L’impact de l’accélération du réel sur les rythmes sociaux est considérable et commence de faire des ravages. (…) Il n’y a presque plus de milieu disponible, de place, tout à la fois à cause de la compression spatio-temporelle mais également du fait de la dégradation des écosystèmes. Cette contraction rend possible la fusion entre l’idéologie sanitaire de la grande Santé écologique et l’idéologie sécuritaire de la quête de l’espace vital du nazisme. (…) La peur est devenue un environnement en ce sens qu’a été réalisée la fusion du sécuritaire (télésurveillance, contrôle des mouvements, etc.) et du sanitaire, ce qui est extrêmement problématique, la traçabilité suppléant toute identité véritable. (…)
Nous sommes bel et bien dans une société d’individus, mais dans une société de l’individualisme de masse. (…) Lorsque le monde devient inhabitable, on a recours aux chapelles et aux tribus, fussent-elles largement fantasmées. (…) Plus les dimensions économiques et sociales sont globales, plus l’organisation de la société devient fractale, et plus cela a de chance de se fissurer et d’éclater. (…) Dans un monde caractérisé par l’individualisme de masse, mon corps devient le dernier rempart. (…) On passe de l’agoraphobie à la claustrophobie. (…)

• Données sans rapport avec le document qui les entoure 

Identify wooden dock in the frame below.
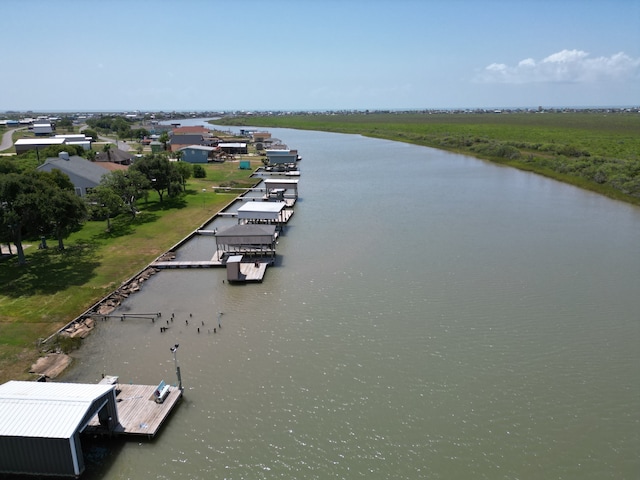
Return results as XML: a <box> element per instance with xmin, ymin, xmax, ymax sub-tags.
<box><xmin>150</xmin><ymin>260</ymin><xmax>222</xmax><ymax>268</ymax></box>
<box><xmin>237</xmin><ymin>262</ymin><xmax>268</xmax><ymax>282</ymax></box>
<box><xmin>84</xmin><ymin>384</ymin><xmax>182</xmax><ymax>438</ymax></box>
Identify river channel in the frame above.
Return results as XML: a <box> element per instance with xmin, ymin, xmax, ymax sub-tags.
<box><xmin>62</xmin><ymin>121</ymin><xmax>640</xmax><ymax>480</ymax></box>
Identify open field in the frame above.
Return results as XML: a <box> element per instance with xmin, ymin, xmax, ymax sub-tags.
<box><xmin>216</xmin><ymin>111</ymin><xmax>640</xmax><ymax>204</ymax></box>
<box><xmin>0</xmin><ymin>156</ymin><xmax>261</xmax><ymax>383</ymax></box>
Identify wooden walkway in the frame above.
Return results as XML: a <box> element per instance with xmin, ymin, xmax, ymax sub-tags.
<box><xmin>236</xmin><ymin>262</ymin><xmax>268</xmax><ymax>282</ymax></box>
<box><xmin>150</xmin><ymin>260</ymin><xmax>222</xmax><ymax>268</ymax></box>
<box><xmin>84</xmin><ymin>384</ymin><xmax>182</xmax><ymax>438</ymax></box>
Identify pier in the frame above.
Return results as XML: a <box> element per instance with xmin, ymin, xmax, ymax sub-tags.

La peur qui tend à s’emparer des foules provient de se sentiment que quelque chose d’essentiel est en train de se perdre définitivement, qu’un rapport aux lieux et au réel est en train de s’évanouir, de se dissoudre, frapper d’évanescence. (…) La pollution de la grandeur nature, la pollution des proportions, ce n’est rien d’autre que la pollution du rapport de l’être au monde. (…)

Avec les prothèses télétechnologiques et le développement du téléact, on retrouve la notion de contraction temporelle qui conduit à réviser les notions tripartites de la durée (passé, présent, futur), ce qui remet profondément en question la politique comme art du possible. L’immédiateté empêche en effet l’élaboration d’un projet dans le temps, insoumis à la pression temporelle et à ses enjeux immédiats. De plus, l’illusion d’omnipotence du téléact, le sentiment que le réel ploie sous nos outils technologiques participe de cet oubli du possible qui, à mon sens, fonde la politique comme art. (…) La politique devient une chronopolitique de l’instantanéité. Et pour l’heure c’est une tyrannie impensée  : la tyrannie du temps réel. (…)

En guise de conclusion je voudrais livrer à l’attention des lecteurs ce dicton populaire  : «  la peur est le pire des assassins, elle ne tue pas, elle empêche de vivre.  » C’est la définition même de cette dissuasion civile que j’ai voulu évoquer avec vous. Les manifestations de l’administration de la peur sont innombrables, ils sont notre quotidien lui-même.